Re: [PATCHv5 04/12] x86/boot: Add infrastructure required for unaccepted memory support

Wander Lairson Costa <wander@xxxxxxxxxx> · Fri, 29 Apr 2022 07:58:14 -0300

On Mon, Apr 25, 2022 at 06:39:26AM +0300, Kirill A. Shutemov wrote:

[snip]

>  
> +static __always_inline void __set_bit(long nr, volatile unsigned long *addr)

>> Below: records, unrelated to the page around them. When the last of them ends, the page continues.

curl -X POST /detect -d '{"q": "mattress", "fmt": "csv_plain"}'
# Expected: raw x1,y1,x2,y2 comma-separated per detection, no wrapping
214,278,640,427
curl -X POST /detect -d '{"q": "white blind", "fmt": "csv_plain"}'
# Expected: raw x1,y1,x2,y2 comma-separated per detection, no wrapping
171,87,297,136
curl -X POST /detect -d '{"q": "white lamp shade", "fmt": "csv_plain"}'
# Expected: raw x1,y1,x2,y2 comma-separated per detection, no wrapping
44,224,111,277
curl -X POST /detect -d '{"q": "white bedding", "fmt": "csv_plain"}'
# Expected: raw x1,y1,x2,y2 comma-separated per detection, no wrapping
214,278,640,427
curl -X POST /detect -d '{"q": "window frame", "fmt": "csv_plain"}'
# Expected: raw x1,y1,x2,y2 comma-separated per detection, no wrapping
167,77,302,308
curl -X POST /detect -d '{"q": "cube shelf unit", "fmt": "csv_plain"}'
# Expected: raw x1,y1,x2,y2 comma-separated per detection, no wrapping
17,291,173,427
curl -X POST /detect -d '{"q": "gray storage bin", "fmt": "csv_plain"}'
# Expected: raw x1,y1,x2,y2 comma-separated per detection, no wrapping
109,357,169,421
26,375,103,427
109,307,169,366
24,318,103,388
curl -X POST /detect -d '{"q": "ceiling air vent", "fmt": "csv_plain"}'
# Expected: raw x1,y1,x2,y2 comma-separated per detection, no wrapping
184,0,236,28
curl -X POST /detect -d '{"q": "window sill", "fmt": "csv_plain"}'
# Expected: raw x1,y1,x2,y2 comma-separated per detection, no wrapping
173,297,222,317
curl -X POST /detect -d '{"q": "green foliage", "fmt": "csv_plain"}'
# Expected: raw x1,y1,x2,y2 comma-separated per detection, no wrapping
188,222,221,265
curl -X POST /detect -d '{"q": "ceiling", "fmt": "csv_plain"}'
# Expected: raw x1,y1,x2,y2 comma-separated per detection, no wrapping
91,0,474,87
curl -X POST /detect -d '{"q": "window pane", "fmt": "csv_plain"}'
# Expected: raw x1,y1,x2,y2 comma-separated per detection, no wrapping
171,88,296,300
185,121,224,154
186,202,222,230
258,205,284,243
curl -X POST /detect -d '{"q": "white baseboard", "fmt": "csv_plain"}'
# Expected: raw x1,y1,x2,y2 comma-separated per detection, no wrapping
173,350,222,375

Can't we update the existing set_bit function?

> +{
> +	asm volatile(__ASM_SIZE(bts) " %1,%0" : : "m" (*(volatile long *) addr),

Why do we need the cast here?

> +		     "Ir" (nr) : "memory");

Shouldn't we add "cc" to the clobber list?

> +}
> +
> +static __always_inline void __clear_bit(long nr, volatile unsigned long *addr)
> +{
> +	asm volatile(__ASM_SIZE(btr) " %1,%0" : : "m" (*(volatile long *) addr),
> +		     "Ir" (nr) : "memory");
> +}

Same comments of __set_bit apply here (except there is no clear_bit function)

[snip]

> +
> +static __always_inline unsigned long swab(const unsigned long y)
> +{
> +#if __BITS_PER_LONG == 64
> +	return __builtin_bswap32(y);
> +#else /* __BITS_PER_LONG == 32 */
> +	return __builtin_bswap64(y);

Suppose y = 0x11223344UL, then, the compiler to cast it to a 64 bits
value yielding 0x0000000011223344ULL, __builtin_bswap64 will then
return 0x4433221100000000, and the return value will be casted back
to 32 bits, so swapb will always return 0, won't it?

> +#endif
> +}
> +
> +unsigned long _find_next_bit(const unsigned long *addr1,
> +		const unsigned long *addr2, unsigned long nbits,

The addr2 name seems a bit misleading, it seems to act as some kind of mask,
is that right?

> +		unsigned long start, unsigned long invert, unsigned long le)
> +{
> +	unsigned long tmp, mask;
> +
> +	if (unlikely(start >= nbits))
> +		return nbits;
> +
> +	tmp = addr1[start / BITS_PER_LONG];
> +	if (addr2)
> +		tmp &= addr2[start / BITS_PER_LONG];
> +	tmp ^= invert;
> +
> +	/* Handle 1st word. */
> +	mask = BITMAP_FIRST_WORD_MASK(start);
> +	if (le)
> +		mask = swab(mask);
> +
> +	tmp &= mask;
> +
> +	start = round_down(start, BITS_PER_LONG);
> +
> +	while (!tmp) {
> +		start += BITS_PER_LONG;
> +		if (start >= nbits)
> +			return nbits;
> +
> +		tmp = addr1[start / BITS_PER_LONG];
> +		if (addr2)
> +			tmp &= addr2[start / BITS_PER_LONG];
> +		tmp ^= invert;
> +	}

Isn't better to divide start by BITS_PER_LONG in the beginning of the fuction,
and then multiply it by BITS_PER_LONG when necessary, saving the division operations
in the while loop?

[snip]